Concordance With a Previously Mapped QTL

The location and the directional phenotypic effect at the Chr 8 locus parallels those of another infarct volume QTL mapping to mouse Chr 8. Like WSB, the classical inbred mouse strain C3H breaks the inverse correlation between collateral vessel density and ischemic damage, with a relatively high number of collateral vessel connections but showing a paradoxically large infarct volume. Infarct volume in the B6 strain (7.8 mm3) is approximately 3-fold smaller than that observed in both C3H (26.4 mm3) and WSB (22.6 mm3) strains (Supplementary Figure 4).

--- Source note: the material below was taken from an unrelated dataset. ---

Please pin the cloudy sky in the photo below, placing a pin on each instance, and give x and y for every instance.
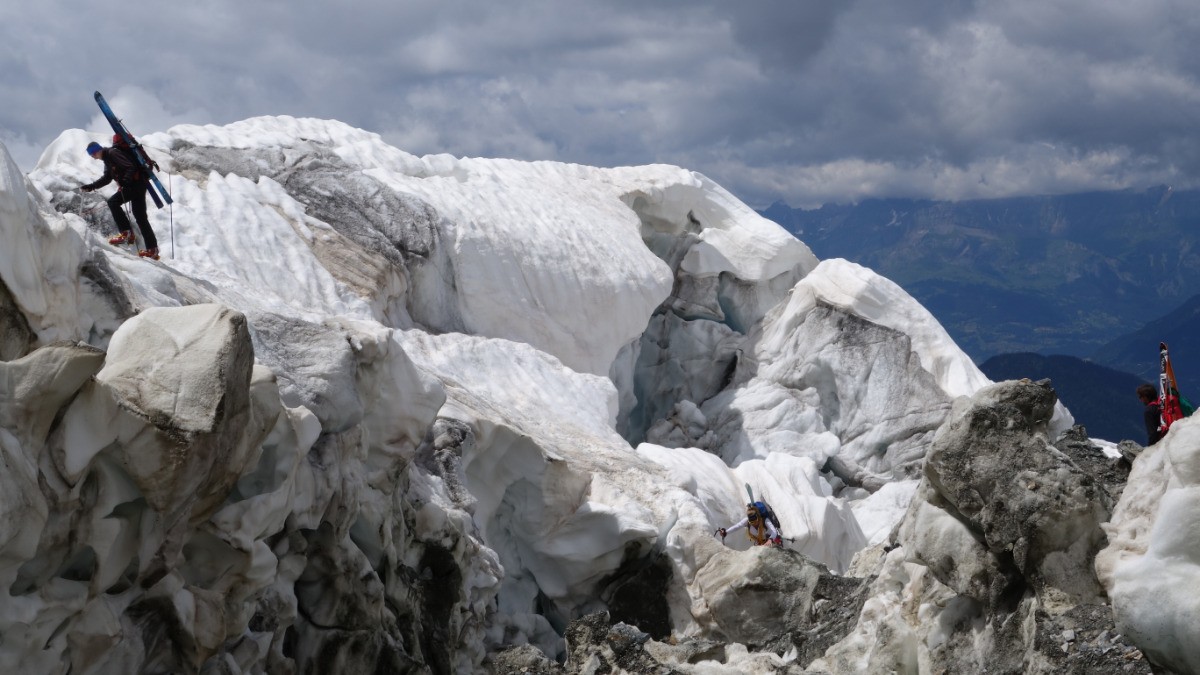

In a cross between C3H and B6, we previously mapped a highly significant QTL to Chr 8, where the direction of the allele-specific phenotypic effect at this locus was opposite to what was observed for the parental strains (Chu et al., 2013). This locus, named Civq4, overlaps the locus mapped here between WSB and B6. The wild-derived strain WSB is more distantly related than either of the classical strains, providing a hypothesis that would aid in fine-mapping the locus. If we assume the same QTL is segregating in both crosses, we would expect the ancestral haplotypes to follow the pattern of WSB = C3H ≠ B6 in the candidate region (Kelada et al., 2012; Widmayer et al., 2020).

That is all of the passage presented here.